Do Androids Dream of Electric Sheep?

Blade Runner (Do Androids Dream of Electric Sheep?) - Philip K. Dick

In today's world, full of must-have (not for me though) gadgets and other electric appliances that might be as well alive - considering the way we tend to behave with them - this novel was really curious and enlightening read. What it means to be human - yes, really good question when you have androids whom you are supposed to mercilessly retire because of their breaking the first law of robotics (Asimov's actually, I believe), i.e. because of harming and escaping from their human owners. A person like Rick Deckard, a bounty hunter whose task was precisely that above mentioned, must at last wonder, what makes humans so more worthy and so different from their own creations.

This novel was not exempt from Philip K. Dick's infamous stances toward women. Oh no, I was stupefied more than once while reading it. But the whole concept of humanity and empathy versus sheer intelligence and ratio, mattered more, and Dick managed to superbly relay these issues through the interesting depiction of the various characters, but even better through the perspicacious interaction between them.

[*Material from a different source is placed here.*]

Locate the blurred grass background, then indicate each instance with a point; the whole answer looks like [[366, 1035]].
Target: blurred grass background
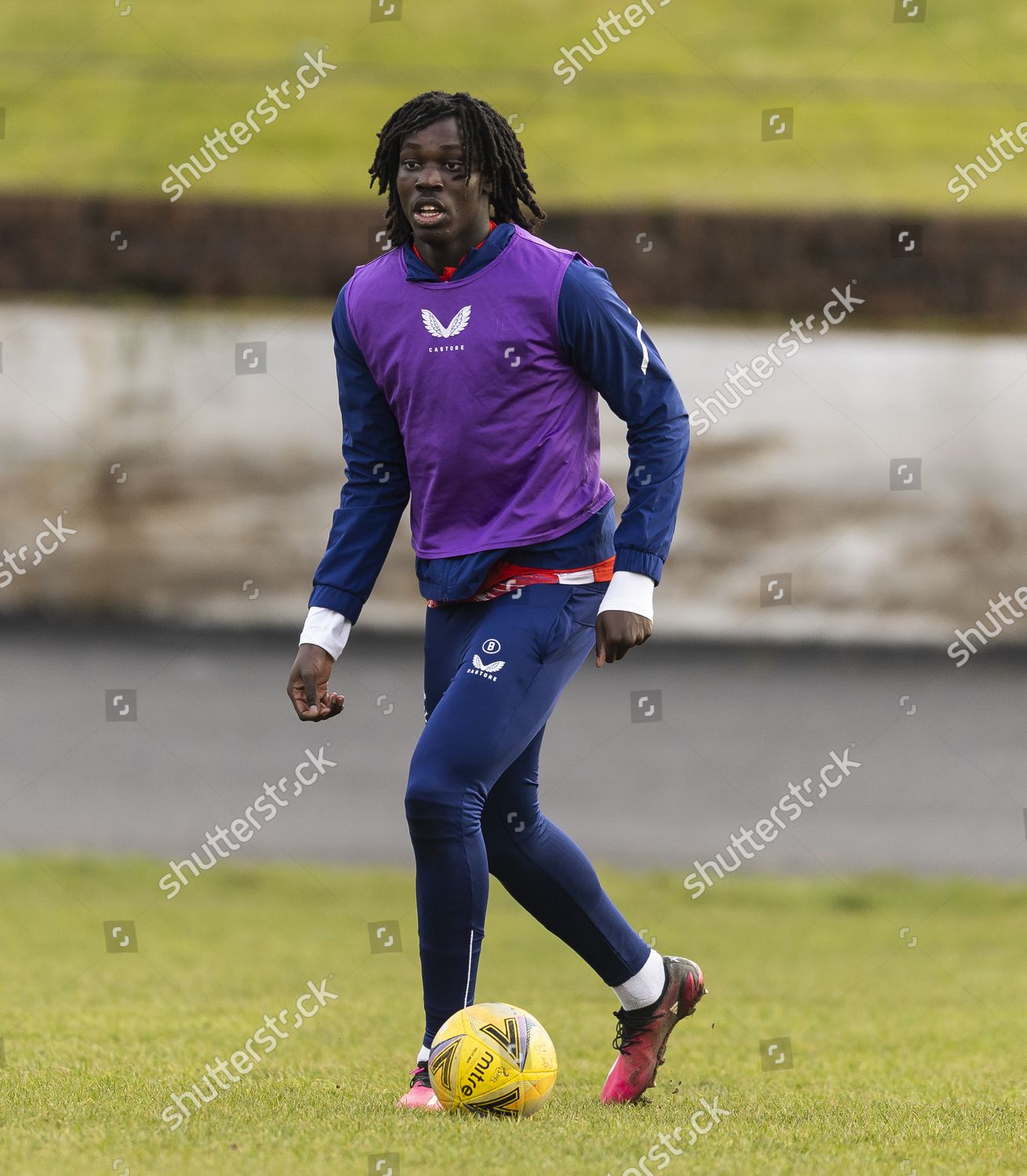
[[670, 117], [905, 1060]]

In this version of our near future (in my edition of the novel are still 90s though ;) Earth is totally devastated by nuclear war and the remaining humans started to measure their humanity and social status with tests of intelligence and empathy. The latter specifically helped Rick Deckard to identify androids that came to existence almost in the same time as the off-world colonization program. These artificial beings were every day more and more perfected to look and function like humans, and that troubled more and more Earth's police forces regarding android escapees. What was wrong with these tests was, that actually everybody, humans and animals, whether real or fake, 'wore' some kind of tag, price or social status. Those not conforming, were casted out and/or constantly humiliated, like J.R. Isidore whom we discovered wasn't too bright but had a heart of gold, or like androids, who might not have had hearts at all, but in some cases were in other ways more valuable than some human specimens. At first empathy seemed more fake than androids themselves, yet in the novel we soon discover why that concept was so important and why androids couldn't figure out the same, being thus dangerous not only to humans but, on further reflection, to themselves too.